Mueller Says Manafort Lied to FBI After Guilty Plea

WASHINGTON (CN) – Former Trump campaign manager Paul Manafort violated his plea agreement with the Special Counsel’s office by “repeatedly” lying to the FBI and prosecutors during a recent series of interviews, according to a brief filed in federal court Monday evening.

Paul Manafort, President Donald Trump’s former campaign chairman, leaves court after a May 23, 2018, hearing in Washington. (AP Photo/Jose Luis Magana, File)

According to the three-page joint status report filed by prosecutor Andrew Weissmann in the U.S. District Court for the District of Columbia, Manafort violated terms of his plea agreement and “committed federal crimes by lying to the [FBI] and the special counsel’s office on a variety of subject matters” after a series of interviews with law enforcement.

Weissmann did not say what Manafort lied about in the court document.

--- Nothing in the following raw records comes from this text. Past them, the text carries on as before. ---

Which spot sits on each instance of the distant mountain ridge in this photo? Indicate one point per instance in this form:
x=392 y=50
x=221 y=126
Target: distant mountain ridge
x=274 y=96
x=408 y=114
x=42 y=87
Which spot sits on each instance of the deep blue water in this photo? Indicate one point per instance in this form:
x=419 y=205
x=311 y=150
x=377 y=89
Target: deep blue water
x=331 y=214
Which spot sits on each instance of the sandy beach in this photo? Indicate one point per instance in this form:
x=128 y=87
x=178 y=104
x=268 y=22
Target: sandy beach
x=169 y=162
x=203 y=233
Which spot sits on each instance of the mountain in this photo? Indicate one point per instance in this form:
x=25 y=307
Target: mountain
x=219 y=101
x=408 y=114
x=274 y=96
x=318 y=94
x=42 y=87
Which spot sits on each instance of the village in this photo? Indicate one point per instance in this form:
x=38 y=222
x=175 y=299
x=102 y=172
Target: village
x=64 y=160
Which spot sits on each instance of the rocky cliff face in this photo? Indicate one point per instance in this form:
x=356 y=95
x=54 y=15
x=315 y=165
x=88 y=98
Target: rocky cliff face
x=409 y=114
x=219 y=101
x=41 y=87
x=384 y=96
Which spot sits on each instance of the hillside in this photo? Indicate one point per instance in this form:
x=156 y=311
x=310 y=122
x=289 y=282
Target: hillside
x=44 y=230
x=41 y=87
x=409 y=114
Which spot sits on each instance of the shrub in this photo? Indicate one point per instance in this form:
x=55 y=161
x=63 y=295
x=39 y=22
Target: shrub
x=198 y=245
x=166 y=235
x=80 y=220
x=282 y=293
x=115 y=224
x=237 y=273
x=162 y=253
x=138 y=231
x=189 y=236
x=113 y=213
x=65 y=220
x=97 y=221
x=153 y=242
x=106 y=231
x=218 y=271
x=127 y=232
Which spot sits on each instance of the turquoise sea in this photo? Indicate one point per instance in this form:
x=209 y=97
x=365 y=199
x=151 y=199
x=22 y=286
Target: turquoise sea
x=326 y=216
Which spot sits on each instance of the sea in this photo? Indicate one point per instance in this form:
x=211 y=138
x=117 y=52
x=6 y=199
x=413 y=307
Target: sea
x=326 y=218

But Manafort’s actions led Special Counsel Robert Mueller’s team to ask U.S. District Judge Amy Berman Jackson to initiate Manafort’s sentencing.

In the status report, Manafort’s attorneys Kevin Downing and Thomas Zehnle defended the onetime lobbyist to the last. They said Manafort “provided information to the government in an effort to live up to his cooperation obligations.”

They “[do] not agree with the government’s characterization or that he has breached the agreement,” Downing wrote.

Despite this conflict, Downing agreed there is no further reason to delay sentencing.

For perspective, Courthouse News reached out to Elizabeth de la Vega, a former federal prosecutor and chief of the U.S. Attorney’s Office for the Northern District of California in San Jose.

“Although this outcome is certainly a loss for Manafort, I don’t see it as either a victory or a loss for the Mueller team. It would have been better for the investigation to have Manafort as a fully cooperative witness,” de la Vega said.

By breaching the agreement, Manafort has also opened himself to a stiffer sentence, a risk that has many spectators scratching their heads.

“Many may speculate he is hoping for a pardon [from the president]. He may well be, but I don’t think [Manafort] should count on it. Trump will try to save himself only,” de la Vega said.

A federal jury in Virginia convicted Manafort on eight counts of bank and tax fraud in August.

He entered into a plea agreement with prosecutors a month later in Washington, where he also faced a series of charges including making false statements to authorities.